Grèves des transports et manifestations sur les retraites
PARIS (Reuters) - Les transports publics et aériens français seront perturbés ce jeudi par une grève déclenchée pour protester contre le passage à 41 ans de cotisation pour une retraite à taux plein, et qui sera le premier test important de la loi sur le "service minimum".
Cette journée s'accompagnera de manifestations à Paris et en province à l'appel des cinq confédérations syndicales (CGT, FO, CFDT, CFDT, CFE-CGC) ainsi que l'Unsa, la FSU, Solidaires et l'Unef.
Le texte adopté juste après l'élection de Nicolas Sarkozy ne fixe pas le niveau de service mais encadre le droit de grève dans les transports, avec déclaration obligatoire des grévistes 48 heures à l'avance et information renforcée des usagers.
La RATP, la SNCF, 53 réseaux de transports urbains et les liaisons aériennes seront touchées par ce mouvement décidé par l'ensemble des confédérations syndicales. Les grèves commencent mercredi soir à 20h00 à la SNCF. Les syndicats appellent aussi à environ 80 manifestations jeudi dans tout le pays.
La SNCF annonce qu'elle fera circuler en moyenne un train sur deux. Les difficultés "vont se concentrer sur les TER et le Transilien", a déclaré une porte-parole de l'entreprise publique.
Le trafic international Thalys (Paris-Bruxelles) et Eurostar (Paris-Londres) devrait être normal, et "très peu de perturbations" sont annoncées sur les grandes lignes", deux TGV sur trois devant en principe circuler.
La RATP prévoit un trafic normal ou quasi-normal sur l'ensemble des réseaux de bus, métro et RER à l'exception de la ligne B du RER, où un train sur deux circulera. L'interconnexion SNCF-RATP à la gare du Nord sera suspendue.

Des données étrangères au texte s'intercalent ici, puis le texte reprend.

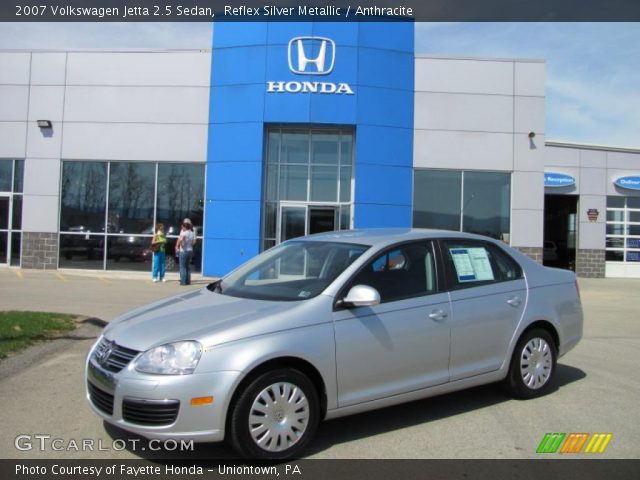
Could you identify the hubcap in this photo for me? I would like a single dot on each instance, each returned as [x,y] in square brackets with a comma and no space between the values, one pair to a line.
[279,417]
[536,362]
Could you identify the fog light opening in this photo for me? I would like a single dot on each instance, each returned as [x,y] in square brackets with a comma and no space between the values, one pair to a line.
[201,401]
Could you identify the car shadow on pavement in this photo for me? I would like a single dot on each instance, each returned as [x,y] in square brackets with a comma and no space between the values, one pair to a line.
[346,429]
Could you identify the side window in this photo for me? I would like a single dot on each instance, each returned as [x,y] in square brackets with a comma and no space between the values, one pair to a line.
[402,272]
[473,263]
[506,267]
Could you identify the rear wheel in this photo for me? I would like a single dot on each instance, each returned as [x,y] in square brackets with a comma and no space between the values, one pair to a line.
[533,365]
[275,416]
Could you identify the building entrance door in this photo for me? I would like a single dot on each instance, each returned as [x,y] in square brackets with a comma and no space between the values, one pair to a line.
[5,225]
[560,234]
[297,220]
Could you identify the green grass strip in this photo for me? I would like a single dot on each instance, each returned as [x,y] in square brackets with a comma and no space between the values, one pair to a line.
[21,329]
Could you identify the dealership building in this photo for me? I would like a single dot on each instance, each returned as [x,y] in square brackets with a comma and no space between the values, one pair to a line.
[285,129]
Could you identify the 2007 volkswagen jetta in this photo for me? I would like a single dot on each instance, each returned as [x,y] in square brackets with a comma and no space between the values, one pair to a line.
[329,325]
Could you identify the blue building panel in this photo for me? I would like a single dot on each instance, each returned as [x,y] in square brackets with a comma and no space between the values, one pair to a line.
[344,34]
[240,65]
[334,109]
[397,36]
[236,142]
[239,34]
[232,219]
[376,61]
[222,255]
[279,33]
[237,103]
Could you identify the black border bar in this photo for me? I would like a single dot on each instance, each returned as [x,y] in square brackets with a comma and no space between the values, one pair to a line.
[536,469]
[318,10]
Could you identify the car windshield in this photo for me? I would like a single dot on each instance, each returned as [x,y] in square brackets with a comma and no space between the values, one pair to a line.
[296,270]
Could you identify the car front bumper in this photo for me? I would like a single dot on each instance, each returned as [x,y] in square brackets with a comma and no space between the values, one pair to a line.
[160,406]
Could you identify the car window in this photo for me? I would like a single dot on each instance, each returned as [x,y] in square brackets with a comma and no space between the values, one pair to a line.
[402,272]
[474,263]
[295,270]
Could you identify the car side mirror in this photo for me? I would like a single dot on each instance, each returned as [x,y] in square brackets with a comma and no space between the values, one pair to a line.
[361,296]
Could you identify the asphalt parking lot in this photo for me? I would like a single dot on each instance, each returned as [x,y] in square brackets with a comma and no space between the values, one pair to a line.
[598,382]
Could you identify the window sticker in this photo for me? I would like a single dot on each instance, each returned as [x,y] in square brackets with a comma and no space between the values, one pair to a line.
[472,264]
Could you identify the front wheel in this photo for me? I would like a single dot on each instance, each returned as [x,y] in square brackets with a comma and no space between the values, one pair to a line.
[533,365]
[275,416]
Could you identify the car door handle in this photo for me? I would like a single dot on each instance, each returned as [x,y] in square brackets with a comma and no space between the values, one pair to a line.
[438,315]
[514,301]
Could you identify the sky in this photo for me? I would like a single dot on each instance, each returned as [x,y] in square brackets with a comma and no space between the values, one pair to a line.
[593,69]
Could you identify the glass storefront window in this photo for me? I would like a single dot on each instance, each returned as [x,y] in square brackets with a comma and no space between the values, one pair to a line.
[131,192]
[324,184]
[469,201]
[325,149]
[623,229]
[180,195]
[309,170]
[293,182]
[436,199]
[140,194]
[6,175]
[11,181]
[83,196]
[486,203]
[18,176]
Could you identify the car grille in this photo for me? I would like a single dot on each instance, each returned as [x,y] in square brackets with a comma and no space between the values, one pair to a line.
[150,412]
[102,400]
[113,357]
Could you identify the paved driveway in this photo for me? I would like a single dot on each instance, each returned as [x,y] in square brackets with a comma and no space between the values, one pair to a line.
[599,386]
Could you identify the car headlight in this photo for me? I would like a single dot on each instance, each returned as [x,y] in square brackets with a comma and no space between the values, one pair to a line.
[178,358]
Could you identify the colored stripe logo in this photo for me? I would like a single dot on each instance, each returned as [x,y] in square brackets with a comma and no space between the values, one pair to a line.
[574,443]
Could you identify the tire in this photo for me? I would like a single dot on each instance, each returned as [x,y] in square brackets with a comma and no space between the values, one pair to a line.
[533,365]
[261,429]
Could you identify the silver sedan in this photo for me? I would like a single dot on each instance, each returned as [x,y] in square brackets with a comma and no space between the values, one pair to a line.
[330,325]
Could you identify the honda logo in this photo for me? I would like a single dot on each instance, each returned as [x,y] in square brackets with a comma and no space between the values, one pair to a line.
[311,55]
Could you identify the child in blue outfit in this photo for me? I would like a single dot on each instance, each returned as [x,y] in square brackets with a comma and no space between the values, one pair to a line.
[158,243]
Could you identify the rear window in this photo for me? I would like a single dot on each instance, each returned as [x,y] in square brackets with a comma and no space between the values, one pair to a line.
[472,263]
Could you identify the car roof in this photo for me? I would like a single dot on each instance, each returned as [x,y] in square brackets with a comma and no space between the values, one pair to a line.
[387,236]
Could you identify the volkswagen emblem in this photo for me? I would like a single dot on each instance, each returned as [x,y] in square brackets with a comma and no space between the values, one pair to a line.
[103,352]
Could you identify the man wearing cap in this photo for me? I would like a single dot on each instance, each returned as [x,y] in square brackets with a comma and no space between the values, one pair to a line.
[184,246]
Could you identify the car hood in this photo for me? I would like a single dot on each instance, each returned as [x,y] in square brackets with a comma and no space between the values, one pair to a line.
[211,319]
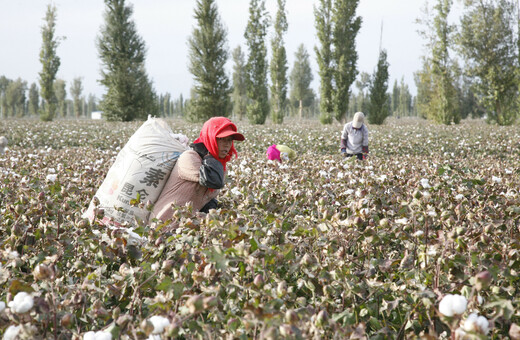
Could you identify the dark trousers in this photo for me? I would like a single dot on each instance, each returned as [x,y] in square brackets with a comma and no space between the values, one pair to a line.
[358,155]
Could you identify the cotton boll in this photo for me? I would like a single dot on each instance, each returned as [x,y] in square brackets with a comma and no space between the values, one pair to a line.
[51,177]
[476,324]
[21,303]
[451,305]
[159,323]
[99,335]
[403,221]
[425,183]
[459,304]
[11,332]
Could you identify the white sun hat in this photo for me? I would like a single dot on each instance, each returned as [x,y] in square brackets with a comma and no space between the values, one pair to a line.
[358,120]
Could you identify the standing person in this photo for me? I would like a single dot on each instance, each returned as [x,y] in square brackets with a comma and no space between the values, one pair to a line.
[354,138]
[199,173]
[280,153]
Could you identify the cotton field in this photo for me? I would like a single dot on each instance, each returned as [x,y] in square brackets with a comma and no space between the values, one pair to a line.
[421,240]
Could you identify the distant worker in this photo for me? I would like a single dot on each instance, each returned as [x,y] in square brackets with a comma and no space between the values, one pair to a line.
[3,144]
[354,138]
[280,153]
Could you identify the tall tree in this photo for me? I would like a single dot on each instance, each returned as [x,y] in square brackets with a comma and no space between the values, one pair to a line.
[489,45]
[130,94]
[279,66]
[61,97]
[404,105]
[239,94]
[91,105]
[324,57]
[208,56]
[346,28]
[395,97]
[256,67]
[379,108]
[362,99]
[75,91]
[444,103]
[167,99]
[301,78]
[50,64]
[34,100]
[4,83]
[436,90]
[16,98]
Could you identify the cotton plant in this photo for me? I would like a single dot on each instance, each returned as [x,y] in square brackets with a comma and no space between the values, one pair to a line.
[22,303]
[452,305]
[99,335]
[11,333]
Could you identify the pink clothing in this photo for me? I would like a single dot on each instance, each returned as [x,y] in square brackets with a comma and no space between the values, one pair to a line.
[183,187]
[273,153]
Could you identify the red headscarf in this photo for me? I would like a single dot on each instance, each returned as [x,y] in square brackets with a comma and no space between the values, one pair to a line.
[208,135]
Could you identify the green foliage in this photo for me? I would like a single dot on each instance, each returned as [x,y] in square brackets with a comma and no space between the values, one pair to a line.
[75,91]
[439,97]
[61,97]
[379,106]
[337,26]
[130,94]
[34,100]
[489,44]
[279,66]
[50,64]
[301,78]
[344,33]
[324,57]
[208,56]
[15,98]
[256,67]
[239,94]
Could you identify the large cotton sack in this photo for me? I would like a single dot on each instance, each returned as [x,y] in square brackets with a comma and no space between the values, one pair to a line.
[141,167]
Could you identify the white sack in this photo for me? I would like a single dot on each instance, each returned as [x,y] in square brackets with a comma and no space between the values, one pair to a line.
[142,166]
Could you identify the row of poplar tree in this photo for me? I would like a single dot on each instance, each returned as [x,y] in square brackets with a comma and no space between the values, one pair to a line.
[470,68]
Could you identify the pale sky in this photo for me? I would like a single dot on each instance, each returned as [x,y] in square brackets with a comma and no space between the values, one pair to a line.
[165,26]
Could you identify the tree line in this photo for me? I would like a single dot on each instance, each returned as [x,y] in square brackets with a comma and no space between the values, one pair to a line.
[469,69]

Des préavis de grève 24 heures au moins ont été déposés dans 53 réseaux, dont Lyon, Marseille, Toulouse, Rouen, Nancy, Nantes ou Grenoble, selon l'Union des transports publics et ferroviaires.
S'agissant du trafic aérien, où les contrôleurs se joignent au mouvement des perturbations sont annoncées en début de journée par la Direction générale de l'aviation civile (DGAC). Air France précise que les vols intérieurs de et vers l'aéroport parisien d'Orly pourraient être touchés.
PAS MASSIVEMENT IMPOPULAIRE
Ce mouvement semble diversement apprécié par les Français.
Selon un sondage Ifop-Journal du Dimanche réalisée du 16 au 18 mai auprès de 1.000 personnes, 57% des sondés estiment que la grève est "plutôt pas" (23%) ou "pas du tout" (34%) justifiée.
Ils sont 43% à juger que ce mouvement est "tout à fait" ou "plutôt" justifié.
En revanche, selon une enquête Viavoice pour Libération diffusée mercredi, 60% des Français déclarent soutenir le mouvement de grève, contre 36%.
Le PS a annoncé mercredi qu'il soutenait le mouvement et s'est déclaré favorable au maintien des 40 ans de cotisation. Le porte-parole du gouvernement Luc Chatel a justifié la réforme.
"Nous gagnons trois mois d'espérance de vie par an, ce qui fait que, en moyenne, quand on part à la retraite, nous avons 22 ans à vivre à la retraite", a-t-il dit.
La réforme intervient après celle des régimes spéciaux ayant concerné 500.000 actifs et 1,1 million de retraités à EDF, GDF, la RATP, la SNCF notamment, et qui ont vu leur durée de cotisation portée de 37,5 années à 40 ans d'ici 2012.
Cette fois, les syndicats critiquent l'option du gouvernement de ne jouer que sur la durée de cotisation générale, sans mesures contraignantes pour l'emploi des seniors dans les entreprises et sans recours à la taxation des stocks-options, ces titres d'entreprises attribués à leurs dirigeants et cadres. Selon la Cour des comptes, cette mesure rapporterait trois milliards d'euros par an.
Les sociétés françaises font souvent partir leurs salariés peu après 50 ans et refusent les embauches de "seniors", si bien que selon les syndicats un allongement de la durée de cotisation n'aboutira qu'à affaiblir le niveau des pensions.
Les syndicats regrettent aussi qu'aucune modulation du régime de retraite suivant la pénibilité des métiers n'ait été envisagée dans la réforme.
Ce mouvement de grève sera le deuxième en une semaine après celui mené dans la fonction publique, et notamment l'Education nationale jeudi dernier, contre la suppression de 22.900 postes de fonctionnaires cette année.